In the process of FIG. 5, when the user uses the computer card and specifies that the processes are to be executed in parallel, the control unit 13 starts the cryptographic process within the currently connected communication session and waits for a certain period of time. , The encryption process is interrupted and the signature process is started. Then, when a certain period of time has passed or the signature processing has been completed, the previous encryption processing is restarted.

FIG. 7 shows a pre-process S33 in FIG.
It is a figure which shows the procedure of. Random number generator 1 in computer card
8 generates a random number R (step S331), and stores the random number R in the user ID stored in the user secret information storage unit 23.
(Or exclusive OR) is communicated to the user (step S332). User is his / her ID
Is input, and R ′ obtained by subtracting the input character string from Rp (or taking an exclusive OR) is notified to the computer card.
The computer card compares the previously generated random number R with R ′ notified by the user, and if they are equal, authenticates the user as valid (step S333). As another method of user authentication, a predetermined user ID is encrypted and stored in a computer card, and whether or not the character string input by the user matches the encrypted character string is determined. A method of checking whether the encrypted user ID stored in the card matches the decrypted user ID can be applied.

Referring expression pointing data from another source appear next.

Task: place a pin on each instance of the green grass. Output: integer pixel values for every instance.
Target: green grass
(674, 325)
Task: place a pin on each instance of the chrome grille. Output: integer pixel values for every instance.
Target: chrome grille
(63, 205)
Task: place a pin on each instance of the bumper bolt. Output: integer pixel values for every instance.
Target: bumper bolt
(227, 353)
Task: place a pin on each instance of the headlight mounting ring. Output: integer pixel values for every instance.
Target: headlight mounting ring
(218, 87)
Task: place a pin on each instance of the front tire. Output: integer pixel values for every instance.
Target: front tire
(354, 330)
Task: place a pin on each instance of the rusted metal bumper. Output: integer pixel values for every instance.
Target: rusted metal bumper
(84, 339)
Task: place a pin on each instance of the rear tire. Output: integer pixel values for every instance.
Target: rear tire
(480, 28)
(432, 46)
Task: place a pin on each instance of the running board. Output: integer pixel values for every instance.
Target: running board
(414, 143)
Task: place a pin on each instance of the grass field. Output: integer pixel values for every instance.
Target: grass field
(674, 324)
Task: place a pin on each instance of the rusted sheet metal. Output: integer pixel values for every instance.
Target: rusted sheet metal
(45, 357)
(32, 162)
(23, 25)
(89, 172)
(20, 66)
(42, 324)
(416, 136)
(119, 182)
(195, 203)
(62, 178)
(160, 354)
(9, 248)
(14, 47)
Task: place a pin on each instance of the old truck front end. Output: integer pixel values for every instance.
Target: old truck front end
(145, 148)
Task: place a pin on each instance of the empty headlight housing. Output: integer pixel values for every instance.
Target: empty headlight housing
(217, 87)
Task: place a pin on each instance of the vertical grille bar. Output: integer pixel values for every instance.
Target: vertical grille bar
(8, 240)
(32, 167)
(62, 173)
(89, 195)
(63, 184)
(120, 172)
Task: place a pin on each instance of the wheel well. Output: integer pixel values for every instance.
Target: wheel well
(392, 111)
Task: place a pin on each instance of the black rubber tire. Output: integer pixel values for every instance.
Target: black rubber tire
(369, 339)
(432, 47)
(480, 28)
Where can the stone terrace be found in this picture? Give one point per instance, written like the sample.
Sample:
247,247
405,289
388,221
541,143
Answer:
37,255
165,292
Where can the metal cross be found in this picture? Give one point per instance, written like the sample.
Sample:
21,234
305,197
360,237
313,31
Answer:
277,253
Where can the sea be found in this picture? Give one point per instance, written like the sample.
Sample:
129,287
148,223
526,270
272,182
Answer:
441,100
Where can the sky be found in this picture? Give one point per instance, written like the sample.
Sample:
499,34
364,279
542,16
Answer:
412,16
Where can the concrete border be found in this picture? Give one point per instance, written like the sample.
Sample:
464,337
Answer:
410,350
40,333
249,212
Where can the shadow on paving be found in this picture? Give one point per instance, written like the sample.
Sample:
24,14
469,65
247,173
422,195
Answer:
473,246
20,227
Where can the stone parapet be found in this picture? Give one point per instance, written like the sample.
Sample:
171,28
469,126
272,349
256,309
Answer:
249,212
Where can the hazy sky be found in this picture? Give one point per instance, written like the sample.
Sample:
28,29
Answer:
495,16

FIG. 8 is a diagram showing the process S34 in FIG. When the user requests the computer card to generate an encryption key, the computer card generates an encryption key using the random number generation unit 18 (step S341), and assigns and stores an identifier in the user's secret information storage unit 23. At the same time, the user is notified of only the assigned encryption key ID (KeID) (step S342). Next, the user selects one of the plurality of encryption methods acquired in the processing S31 in FIG.
(KeID) and the plaintext data are notified to the computer card, and an encryption process is requested. In the computer card, the encryption / decryption processing unit 14 specifies the specified encryption method in the encryption method storage unit 21, specifies the encryption key from the specified encryption key ID (KeID), and converts the specified plaintext data. The data is encrypted (step S343). Notifying the user with the encrypted data and the encryption key ID (KeID) used for the encryption,
It can be stored in the user's secret information storage unit 23 in the computer card (step S344).

When decrypting, the user notifies the computer card of the encrypted data and the encryption key ID (KeID) used for the encryption, and the encryption / decryption processing unit 14 in the computer card decrypts the data.

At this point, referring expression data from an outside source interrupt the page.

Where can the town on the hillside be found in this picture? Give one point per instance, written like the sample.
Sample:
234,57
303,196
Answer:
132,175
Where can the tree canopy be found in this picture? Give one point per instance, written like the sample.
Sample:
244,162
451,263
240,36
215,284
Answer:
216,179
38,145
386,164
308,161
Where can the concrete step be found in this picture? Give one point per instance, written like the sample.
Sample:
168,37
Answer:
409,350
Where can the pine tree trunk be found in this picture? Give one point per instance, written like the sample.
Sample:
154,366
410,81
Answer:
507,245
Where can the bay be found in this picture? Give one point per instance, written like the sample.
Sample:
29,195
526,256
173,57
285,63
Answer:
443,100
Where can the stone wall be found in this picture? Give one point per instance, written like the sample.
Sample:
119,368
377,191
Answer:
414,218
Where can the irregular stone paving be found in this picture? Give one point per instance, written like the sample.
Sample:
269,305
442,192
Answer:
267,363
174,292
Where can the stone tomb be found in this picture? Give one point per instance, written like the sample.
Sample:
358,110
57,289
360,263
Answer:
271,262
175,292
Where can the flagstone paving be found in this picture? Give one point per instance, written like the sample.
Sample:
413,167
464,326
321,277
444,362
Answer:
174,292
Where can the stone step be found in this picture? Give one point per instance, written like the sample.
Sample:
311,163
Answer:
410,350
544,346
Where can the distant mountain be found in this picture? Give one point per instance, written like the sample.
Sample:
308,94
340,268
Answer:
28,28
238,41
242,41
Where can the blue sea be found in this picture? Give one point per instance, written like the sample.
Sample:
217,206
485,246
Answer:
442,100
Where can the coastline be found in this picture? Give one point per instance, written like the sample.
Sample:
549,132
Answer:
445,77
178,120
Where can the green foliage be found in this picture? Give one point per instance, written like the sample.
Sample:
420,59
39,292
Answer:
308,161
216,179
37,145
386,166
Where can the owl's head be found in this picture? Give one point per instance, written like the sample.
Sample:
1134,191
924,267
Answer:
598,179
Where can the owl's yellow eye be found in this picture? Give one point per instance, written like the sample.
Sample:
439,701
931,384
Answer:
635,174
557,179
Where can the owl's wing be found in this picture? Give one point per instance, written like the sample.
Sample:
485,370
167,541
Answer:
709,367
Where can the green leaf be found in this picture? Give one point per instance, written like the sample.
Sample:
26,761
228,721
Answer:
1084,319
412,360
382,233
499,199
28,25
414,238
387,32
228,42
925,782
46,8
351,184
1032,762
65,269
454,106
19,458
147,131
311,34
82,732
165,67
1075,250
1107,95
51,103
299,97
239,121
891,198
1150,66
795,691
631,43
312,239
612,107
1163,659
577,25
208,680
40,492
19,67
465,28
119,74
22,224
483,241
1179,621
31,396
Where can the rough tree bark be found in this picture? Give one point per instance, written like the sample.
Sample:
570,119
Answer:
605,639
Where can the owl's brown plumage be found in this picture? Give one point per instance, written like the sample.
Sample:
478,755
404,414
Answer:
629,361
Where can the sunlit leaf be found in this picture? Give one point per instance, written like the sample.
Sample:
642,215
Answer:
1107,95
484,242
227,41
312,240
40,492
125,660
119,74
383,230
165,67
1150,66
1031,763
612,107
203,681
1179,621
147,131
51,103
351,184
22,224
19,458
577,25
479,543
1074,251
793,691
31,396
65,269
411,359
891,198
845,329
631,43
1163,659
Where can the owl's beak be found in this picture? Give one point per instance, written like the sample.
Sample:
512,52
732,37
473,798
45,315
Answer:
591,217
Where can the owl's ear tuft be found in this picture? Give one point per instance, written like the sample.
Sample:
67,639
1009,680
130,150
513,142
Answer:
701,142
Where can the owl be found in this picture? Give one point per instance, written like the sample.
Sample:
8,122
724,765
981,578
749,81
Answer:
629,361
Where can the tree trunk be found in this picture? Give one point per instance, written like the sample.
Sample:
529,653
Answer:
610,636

FIG. 9 is a diagram showing a procedure of the processing S35 of FIG. When the user requests the computer card to generate a public key / private key, the computer card generates a key pair in the key pair generation unit 17 (step S351). The public key is sent to the public key information storage unit 22, and the secret key is sent to the computer key. At the same time as assigning and storing an identifier in the user's secret information storage unit 23, the user is notified only of the assigned secret key ID (KsID) (step S).
352). Next, the user selects one of the plurality of encryption methods acquired in the processing of FIG. 2, notifies the secret key ID (KsID) and the plaintext data to the computer card, and requests the computer card for signature processing. In the computer card, the hash processing unit 16 compresses the specified plaintext data (step S353), and the signature / authentication processing unit 15 stores the specified encryption method in the encryption method storage unit 2.
1 and identifies the secret key from the designated secret key ID (KsID), and encrypts the previously compressed data (step S354). The user is notified of the encrypted data as signature data (step S355).

In the case of authentication, a user obtains a public key ID (KpID) from a computer card, notifies the computer card together with the encryption method, signature data, and original data of the signature, and requests authentication. In the computer card, the hash processing unit 16 compresses the original data of the signature. Next, the signature / authentication processing unit 15 specifies the specified encryption method in the encryption method storage unit 21, specifies the public key from the specified public key ID (KpID), and decrypts the specified signature data. . If the previously compressed data and the decrypted data match, the original data of the signature and its user are valid.

FIG. 10 is a diagram showing the initialization process of the user ID of FIG. After the privileged user is authenticated by the privileged user ID in the user authentication process with the process S33 in FIG. 2, that is, the same authentication process as the user authentication process shown in FIG. 7 (step S411), the initial value of the user ID is set. To the computer card, and the computer card temporarily stores the user ID in the public information storage unit 22 and sets it (step S412).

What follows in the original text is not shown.